Here, however, the problems begin. Although the translation of "only son" corresponds well with the similar readings in John 3:16, 18 and 1 John 4:9, text critics consider the reading "son" (huios) to be an early scribal change of John 1:18 to agree with the passages just cited above.4 The earliest manuscripts to preserve this verse in John (P66 and P75), however, have the reading  "unique God" (monogenēs theos) not "only son":

Unique God, the one being in the bosom of the Father— that one has made [him] known.5

What this unique God in the bosom of the Father makes known is the God whom no one has ever seen.

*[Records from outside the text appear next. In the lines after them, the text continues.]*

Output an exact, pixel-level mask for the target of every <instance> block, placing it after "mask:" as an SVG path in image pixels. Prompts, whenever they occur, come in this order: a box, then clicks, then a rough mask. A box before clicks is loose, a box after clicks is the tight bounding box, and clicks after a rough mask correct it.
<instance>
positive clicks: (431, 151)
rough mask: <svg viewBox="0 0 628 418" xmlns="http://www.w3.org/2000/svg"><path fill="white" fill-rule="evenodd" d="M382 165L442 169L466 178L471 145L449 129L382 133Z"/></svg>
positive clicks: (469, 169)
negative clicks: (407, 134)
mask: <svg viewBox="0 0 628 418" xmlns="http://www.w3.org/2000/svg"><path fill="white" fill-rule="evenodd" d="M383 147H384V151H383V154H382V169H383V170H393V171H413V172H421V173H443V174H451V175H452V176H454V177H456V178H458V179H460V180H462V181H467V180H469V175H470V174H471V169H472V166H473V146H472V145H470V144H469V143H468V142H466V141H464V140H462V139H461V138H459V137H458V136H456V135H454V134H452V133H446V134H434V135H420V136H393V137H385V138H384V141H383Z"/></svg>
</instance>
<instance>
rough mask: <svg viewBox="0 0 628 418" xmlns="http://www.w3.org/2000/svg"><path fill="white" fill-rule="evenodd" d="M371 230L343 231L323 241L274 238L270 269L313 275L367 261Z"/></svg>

This reading of John 1:18b was thought by a majority of the text critical committee considering the verse to be the earliest reading, although P75 (dated at the beginning of the third century) reads "the unique God" (o monogenēs Theos). The word "him," lacking in the Greek, refers to the invisible God whom no one has ever seen in the first half of verse 18. And that makes the conundrum facing the translator of John 1:18 evident:  The sentence has [the] unique God revealing the God whom no one has ever seen. The reading "the only Son" (o monogenēs uios), which makes better sense, is regarded as a scribal correction because of the obvious difficulty. In textual criticism, the more difficult reading is to be preferred.

            One member of the committee thought it doubtful that the original author would have written monogenēs Theos ("Only God") and suggested in an addendum to the full committee's report that even this earliest reading might itself be a primitive transcriptional error. This suggestion was printed in square brackets and signed A. W. (Allen Wikgren?).

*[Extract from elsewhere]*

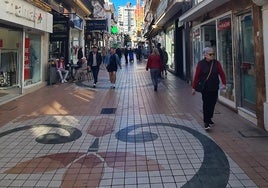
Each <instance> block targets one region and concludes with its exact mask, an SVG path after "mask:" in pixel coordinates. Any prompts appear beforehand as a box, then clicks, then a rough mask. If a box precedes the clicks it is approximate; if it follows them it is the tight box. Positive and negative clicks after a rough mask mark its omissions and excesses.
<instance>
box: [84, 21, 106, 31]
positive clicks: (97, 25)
mask: <svg viewBox="0 0 268 188" xmlns="http://www.w3.org/2000/svg"><path fill="white" fill-rule="evenodd" d="M85 29H86V31H107V20H87V21H86V28H85Z"/></svg>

            As most text critics are aware, a reconstruction of the earliest reading is "if not the original, at least of the most reliable form of the text that can still be reached on the basis [o]f the material that has been preserved."6 Hence, the text situation in John 1:18 in the light of Wikgren's corrective comment points out the limitations of textual criticism as a critical study: it does not restore the original author's copy. In this case, however, the text-critical judgment of the Editorial Committee neither restores the original, nor restores the most reliable form of the text attainable given the material preserved from antiquity. And it raises the specter of a flawed original author's copy. Errors are something that every author knows only too well, as my correction of the quoted material in the first sentence of this paragraph demonstrates. Someone's typo there, after eluding the eagle eye of its author and the professional proofreaders of volume five of the NIDB, entered the print media world flawed.

            Faced with this difficulty, modern translators of the Gospel of John find different ways to resolve the difficulty. The translations, to judge from those Bible translations on my shelf, print later scribal corrections to the Greek text in some cases. The reading that seems to occur with frequency is "the only son" (o monogenēs uios).

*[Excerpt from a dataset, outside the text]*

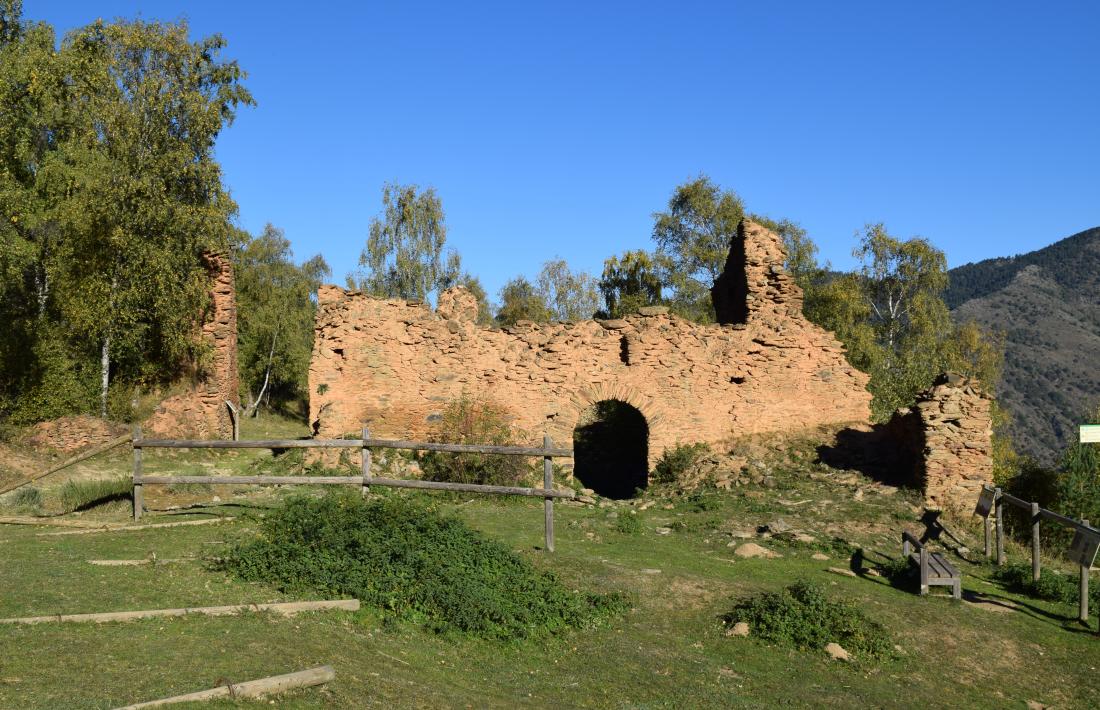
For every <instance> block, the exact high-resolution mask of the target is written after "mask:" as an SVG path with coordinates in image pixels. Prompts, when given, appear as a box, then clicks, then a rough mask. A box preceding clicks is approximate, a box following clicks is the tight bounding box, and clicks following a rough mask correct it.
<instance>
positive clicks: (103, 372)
mask: <svg viewBox="0 0 1100 710" xmlns="http://www.w3.org/2000/svg"><path fill="white" fill-rule="evenodd" d="M110 380H111V336H110V334H108V335H107V337H106V338H103V348H102V350H101V351H100V354H99V416H100V418H103V419H106V418H107V386H108V384H110Z"/></svg>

One creative solution is to punctuate the sentence differently so that there are three separate designations for the son: "monogenēs,7 God, the One That Is, in the bosom of the Father—that one has made him known"8 But few translators of the English language Bible have followed this suggestion.

How does your Bible read for John 1:18?

Charles W. Hedrick
Professor Emeritus
Missouri State University

1Webster's New World College Dictionary (2002), under "discrepancy."

2Wycliffe Bible PDF, "Wycliffe Bible PDF Middle English," https://ebible.org/pdf/engWycliffe/

3The word him is written in italics because it is not in Greek.

4Bruce M. Metzger, ed. A Textual Commentary on the Greek New Testament (2nd ed.; Stuttgart: German Bible Society, 2000), 169-70. The text critics in this case have also published the 28th revised edition of the Nestle-Aland Greek New Testament edited by the Institute for New Testament Textual Research in Germany.

5My translation.

6Joseph Verheyden, "TEXT, NT," in NIDB 5.540.

7The word monogenēs is actually an adjective but this solution reads it as if it were a noun.

8E. A. Abbott, Johannine Grammar (Eugene, OR: Wipf and Stock, 2006), 42, 55-56.